In July 2025, two different AI systems hit gold-medal standard at the International Mathematical Olympiad, both inside the standard competition window and both working end-to-end in natural language. They solved five out of six problems. OpenAI researcher Alexander Wei described what the model had done as "intricate, watertight arguments at the level of human mathematicians." He was not reaching for marketing language; he was describing the result. This was not supposed to happen yet.

Alexander Wei

"Intricate, watertight arguments at the level of human mathematicians," said Alexander Wei, describing the model's performance at the International Mathematical Olympiad.

Alexander Wei, Researcher at OpenAI

What's Actually Changed in the Last Six Months?

The most striking evidence comes from research on task complexity and time horizons. In March 2025, a research group called METR published a benchmark asking a simple question: how long a task, measured in human expert labor, can an AI agent complete with 50 percent reliability? Their answer was that time horizons had been doubling roughly every seven months over the previous six years. By 2026, the curve had bent sharply. METR's updated Time Horizon 1.1 work puts the post-2023 doubling time at 131 days, and the post-2024 estimate at 88.6 days. Their live page now warns that measurements above 16 hours are unreliable with the current task suite.
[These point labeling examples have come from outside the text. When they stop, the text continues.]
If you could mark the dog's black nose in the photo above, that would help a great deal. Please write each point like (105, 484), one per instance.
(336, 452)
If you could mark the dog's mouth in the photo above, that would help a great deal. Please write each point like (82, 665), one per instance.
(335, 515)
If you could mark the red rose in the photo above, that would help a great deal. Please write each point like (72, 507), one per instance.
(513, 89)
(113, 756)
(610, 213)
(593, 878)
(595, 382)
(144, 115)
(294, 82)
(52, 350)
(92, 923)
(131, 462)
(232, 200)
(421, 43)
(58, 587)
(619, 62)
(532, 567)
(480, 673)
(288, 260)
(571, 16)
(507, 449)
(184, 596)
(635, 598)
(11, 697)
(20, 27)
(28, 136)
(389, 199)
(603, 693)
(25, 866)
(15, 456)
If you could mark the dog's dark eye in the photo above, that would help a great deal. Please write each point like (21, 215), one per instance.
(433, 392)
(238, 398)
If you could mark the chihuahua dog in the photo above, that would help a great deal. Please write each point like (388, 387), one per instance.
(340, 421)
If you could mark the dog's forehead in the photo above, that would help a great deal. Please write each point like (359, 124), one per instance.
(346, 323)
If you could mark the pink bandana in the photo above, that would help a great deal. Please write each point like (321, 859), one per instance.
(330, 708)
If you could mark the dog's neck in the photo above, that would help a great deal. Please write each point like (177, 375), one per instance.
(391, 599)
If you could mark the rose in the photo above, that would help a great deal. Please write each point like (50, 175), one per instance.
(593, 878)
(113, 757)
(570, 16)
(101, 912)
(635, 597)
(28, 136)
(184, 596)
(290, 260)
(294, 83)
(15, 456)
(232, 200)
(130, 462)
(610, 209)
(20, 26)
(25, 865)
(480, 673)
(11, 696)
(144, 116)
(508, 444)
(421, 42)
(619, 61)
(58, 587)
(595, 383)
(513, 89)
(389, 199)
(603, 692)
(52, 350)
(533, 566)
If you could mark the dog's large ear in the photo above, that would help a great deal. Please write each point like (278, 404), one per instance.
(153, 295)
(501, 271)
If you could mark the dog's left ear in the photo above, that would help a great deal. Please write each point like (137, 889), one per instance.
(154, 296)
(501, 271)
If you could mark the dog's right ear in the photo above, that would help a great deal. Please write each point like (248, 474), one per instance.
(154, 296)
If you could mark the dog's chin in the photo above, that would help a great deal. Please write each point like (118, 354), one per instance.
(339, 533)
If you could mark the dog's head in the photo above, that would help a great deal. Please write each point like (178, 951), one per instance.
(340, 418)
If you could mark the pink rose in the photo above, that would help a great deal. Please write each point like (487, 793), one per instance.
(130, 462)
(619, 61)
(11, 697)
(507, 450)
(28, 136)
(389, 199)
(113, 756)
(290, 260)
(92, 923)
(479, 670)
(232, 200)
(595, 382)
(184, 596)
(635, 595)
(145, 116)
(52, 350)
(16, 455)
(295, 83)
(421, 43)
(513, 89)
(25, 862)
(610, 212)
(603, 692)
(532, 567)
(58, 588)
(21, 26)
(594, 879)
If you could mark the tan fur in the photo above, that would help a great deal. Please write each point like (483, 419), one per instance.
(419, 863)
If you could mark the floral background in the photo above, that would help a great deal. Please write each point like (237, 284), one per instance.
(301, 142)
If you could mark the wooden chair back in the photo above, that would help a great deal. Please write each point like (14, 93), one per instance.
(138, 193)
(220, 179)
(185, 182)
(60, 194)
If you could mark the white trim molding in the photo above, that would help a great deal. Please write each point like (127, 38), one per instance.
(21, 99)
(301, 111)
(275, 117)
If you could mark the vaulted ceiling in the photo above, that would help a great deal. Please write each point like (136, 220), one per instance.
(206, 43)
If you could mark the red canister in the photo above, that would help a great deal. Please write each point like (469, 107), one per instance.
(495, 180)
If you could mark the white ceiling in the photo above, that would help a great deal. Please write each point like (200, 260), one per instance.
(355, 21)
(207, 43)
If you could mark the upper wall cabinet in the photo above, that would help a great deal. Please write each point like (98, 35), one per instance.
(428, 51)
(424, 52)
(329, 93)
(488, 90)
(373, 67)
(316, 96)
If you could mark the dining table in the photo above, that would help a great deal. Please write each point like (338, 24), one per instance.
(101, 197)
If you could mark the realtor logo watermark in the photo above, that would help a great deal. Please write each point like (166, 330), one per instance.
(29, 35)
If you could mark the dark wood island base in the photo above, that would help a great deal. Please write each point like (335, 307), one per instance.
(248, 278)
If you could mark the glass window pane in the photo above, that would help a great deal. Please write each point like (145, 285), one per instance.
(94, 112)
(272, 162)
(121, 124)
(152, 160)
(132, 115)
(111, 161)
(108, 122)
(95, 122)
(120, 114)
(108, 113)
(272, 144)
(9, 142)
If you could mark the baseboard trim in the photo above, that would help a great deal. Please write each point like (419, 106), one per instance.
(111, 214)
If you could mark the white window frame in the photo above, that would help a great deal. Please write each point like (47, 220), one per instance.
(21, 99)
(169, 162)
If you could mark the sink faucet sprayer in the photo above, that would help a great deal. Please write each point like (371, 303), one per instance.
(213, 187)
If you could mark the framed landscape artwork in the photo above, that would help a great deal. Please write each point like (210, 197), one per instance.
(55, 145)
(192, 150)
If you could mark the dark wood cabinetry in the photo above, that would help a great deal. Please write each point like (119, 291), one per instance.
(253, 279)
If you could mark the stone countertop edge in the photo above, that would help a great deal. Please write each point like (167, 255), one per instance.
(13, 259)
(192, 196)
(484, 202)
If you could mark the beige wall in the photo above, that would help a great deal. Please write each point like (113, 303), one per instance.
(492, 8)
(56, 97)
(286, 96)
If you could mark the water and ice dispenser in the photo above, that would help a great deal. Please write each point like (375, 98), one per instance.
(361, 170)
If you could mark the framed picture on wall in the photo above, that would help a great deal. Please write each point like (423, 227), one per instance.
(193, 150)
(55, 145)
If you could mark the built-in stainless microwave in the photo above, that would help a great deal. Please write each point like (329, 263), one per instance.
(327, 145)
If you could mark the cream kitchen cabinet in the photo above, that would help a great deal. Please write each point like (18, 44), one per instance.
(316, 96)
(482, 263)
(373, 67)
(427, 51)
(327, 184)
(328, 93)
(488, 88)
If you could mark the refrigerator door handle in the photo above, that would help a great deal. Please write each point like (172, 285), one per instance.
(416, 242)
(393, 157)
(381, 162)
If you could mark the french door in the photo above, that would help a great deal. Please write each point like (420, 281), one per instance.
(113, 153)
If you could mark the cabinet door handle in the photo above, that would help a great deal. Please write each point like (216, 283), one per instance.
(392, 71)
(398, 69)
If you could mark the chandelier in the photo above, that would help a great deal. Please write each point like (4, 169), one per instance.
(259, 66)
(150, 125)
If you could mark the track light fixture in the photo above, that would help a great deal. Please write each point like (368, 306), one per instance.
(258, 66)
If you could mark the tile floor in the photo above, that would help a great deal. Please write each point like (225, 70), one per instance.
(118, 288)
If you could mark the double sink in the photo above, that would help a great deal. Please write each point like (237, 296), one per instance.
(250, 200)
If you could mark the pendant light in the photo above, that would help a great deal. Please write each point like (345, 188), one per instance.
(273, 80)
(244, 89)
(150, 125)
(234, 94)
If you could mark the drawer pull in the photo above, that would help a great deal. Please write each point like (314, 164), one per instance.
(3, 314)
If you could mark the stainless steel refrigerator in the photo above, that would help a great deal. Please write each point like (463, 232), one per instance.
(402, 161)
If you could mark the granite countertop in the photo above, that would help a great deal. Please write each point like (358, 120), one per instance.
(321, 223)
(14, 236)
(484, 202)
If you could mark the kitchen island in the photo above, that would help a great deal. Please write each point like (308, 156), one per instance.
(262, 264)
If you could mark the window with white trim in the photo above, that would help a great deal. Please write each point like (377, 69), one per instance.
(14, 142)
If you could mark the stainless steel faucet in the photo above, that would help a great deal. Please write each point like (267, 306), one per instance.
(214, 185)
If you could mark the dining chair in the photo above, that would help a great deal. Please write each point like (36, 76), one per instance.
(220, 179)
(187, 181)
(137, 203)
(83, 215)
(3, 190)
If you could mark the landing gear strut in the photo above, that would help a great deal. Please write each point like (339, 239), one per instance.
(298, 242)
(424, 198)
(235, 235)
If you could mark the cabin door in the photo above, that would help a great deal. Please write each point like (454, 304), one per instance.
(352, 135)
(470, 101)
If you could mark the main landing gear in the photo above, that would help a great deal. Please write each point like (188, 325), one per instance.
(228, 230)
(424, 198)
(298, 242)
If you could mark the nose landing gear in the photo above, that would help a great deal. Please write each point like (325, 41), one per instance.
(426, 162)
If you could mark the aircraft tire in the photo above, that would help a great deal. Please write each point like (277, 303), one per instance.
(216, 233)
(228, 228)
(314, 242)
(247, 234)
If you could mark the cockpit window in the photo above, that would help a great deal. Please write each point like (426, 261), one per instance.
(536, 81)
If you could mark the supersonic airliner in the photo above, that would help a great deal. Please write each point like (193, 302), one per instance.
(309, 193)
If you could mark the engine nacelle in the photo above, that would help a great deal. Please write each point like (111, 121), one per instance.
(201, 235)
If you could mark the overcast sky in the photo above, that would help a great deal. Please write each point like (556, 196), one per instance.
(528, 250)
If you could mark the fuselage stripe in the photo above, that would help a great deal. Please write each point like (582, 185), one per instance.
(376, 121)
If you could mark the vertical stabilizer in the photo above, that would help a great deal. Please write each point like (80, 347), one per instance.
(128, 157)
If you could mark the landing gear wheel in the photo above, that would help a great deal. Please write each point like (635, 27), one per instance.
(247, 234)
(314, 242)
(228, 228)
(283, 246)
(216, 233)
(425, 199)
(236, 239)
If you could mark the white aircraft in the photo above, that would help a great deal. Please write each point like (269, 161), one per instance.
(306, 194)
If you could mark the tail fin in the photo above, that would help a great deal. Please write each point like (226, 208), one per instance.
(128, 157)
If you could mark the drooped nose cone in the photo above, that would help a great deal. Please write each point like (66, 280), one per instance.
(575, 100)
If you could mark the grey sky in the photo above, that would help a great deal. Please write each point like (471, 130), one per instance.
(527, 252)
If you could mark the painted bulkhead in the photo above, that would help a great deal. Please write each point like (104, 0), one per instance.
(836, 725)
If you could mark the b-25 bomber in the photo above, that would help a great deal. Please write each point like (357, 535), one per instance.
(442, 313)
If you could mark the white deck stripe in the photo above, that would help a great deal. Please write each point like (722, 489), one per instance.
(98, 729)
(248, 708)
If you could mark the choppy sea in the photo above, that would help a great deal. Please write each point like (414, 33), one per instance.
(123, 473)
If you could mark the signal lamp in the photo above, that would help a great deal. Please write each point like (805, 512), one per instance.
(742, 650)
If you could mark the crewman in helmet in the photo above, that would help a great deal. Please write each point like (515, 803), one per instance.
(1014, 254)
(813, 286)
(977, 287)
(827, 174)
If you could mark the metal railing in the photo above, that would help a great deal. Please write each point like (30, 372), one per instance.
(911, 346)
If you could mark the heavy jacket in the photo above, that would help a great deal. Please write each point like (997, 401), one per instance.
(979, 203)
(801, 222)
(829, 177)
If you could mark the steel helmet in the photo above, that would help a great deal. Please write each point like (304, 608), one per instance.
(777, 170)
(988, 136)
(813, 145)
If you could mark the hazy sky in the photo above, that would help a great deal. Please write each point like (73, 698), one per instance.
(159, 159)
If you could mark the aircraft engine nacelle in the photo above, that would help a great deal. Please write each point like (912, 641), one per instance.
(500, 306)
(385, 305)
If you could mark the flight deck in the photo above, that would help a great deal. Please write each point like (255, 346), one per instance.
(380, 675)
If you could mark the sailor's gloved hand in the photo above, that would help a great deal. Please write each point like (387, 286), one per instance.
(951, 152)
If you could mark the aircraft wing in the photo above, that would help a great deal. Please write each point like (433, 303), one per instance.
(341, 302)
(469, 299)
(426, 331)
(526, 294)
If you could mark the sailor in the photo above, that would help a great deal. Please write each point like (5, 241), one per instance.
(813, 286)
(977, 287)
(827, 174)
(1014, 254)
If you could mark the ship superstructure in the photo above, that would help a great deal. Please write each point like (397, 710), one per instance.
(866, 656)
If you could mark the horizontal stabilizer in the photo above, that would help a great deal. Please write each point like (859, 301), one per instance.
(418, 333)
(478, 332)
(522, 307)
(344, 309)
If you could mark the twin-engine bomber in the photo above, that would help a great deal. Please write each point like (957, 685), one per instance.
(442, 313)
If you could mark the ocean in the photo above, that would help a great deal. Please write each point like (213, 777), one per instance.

This doesn't mean an AI literally sits there doing sixteen uninterrupted hours of work. METR is explicit about that. It means the system can complete tasks that would take a human expert that long, at the specified reliability level. These are not chatbots answering questions. These are agents that read your codebase, plan multi-step changes, run tests, fix failures, switch tactics when stuck, commit results, and open pull requests for review.

Twelve months ago, this was a research curiosity. Today, Claude Code, Codex, Cursor, Devin, and Replit Agent are production tools used by serious engineering teams on real codebases. On the official SWE-bench Verified leaderboard, Claude Opus 4.6 sits at 75.6 percent and GPT-5-2 Codex at 72.8 percent. Provider-reported single-attempt tables put top models clustered around 80 percent. Even on the harder SWE-bench Pro version, GPT-5.4 reaches 59.1 percent, Muse Spark 55 percent, and Claude Opus 4.6 at 51.9 percent. That is not toy performance. That is not a chatbot. That is a machine resolving real software tasks at a level that would have sounded deranged three years ago.

How to Understand What's Actually Happening With AI Right Now

• Stop Waiting for a Threshold: The AGI debate assumes there's a clear line between "not AGI" and "AGI." The evidence suggests capability is advancing continuously across multiple domains simultaneously, making any single threshold increasingly arbitrary.
• Watch Real-World Adoption, Not Headlines: Anthropic overtook OpenAI in business adoption in April 2026 on Ramp's data, 34.4 percent to 32.3 percent, the first time that had happened. Companies are voting with their wallets on which systems actually work for real tasks.
• Pay Attention to Benchmark Saturation: When a test built to measure the frontier becomes saturated in months, it tells you something important: the frontier moved faster than we expected, and our measurement tools are no longer reliable guides to capability.
• Focus on Task Complexity, Not Test Scores: The shift from "can this model answer a question?" to "can this system complete a month-long project?" represents a fundamental change in what these systems can do, regardless of what we call it.

The real conversation isn't about whether AGI has arrived. It's about whether we're paying attention to what's actually happening while we argue about definitions. The benchmarks are breaking. The systems are solving problems we thought were years away. And the world is moving on without waiting for consensus on what to call it.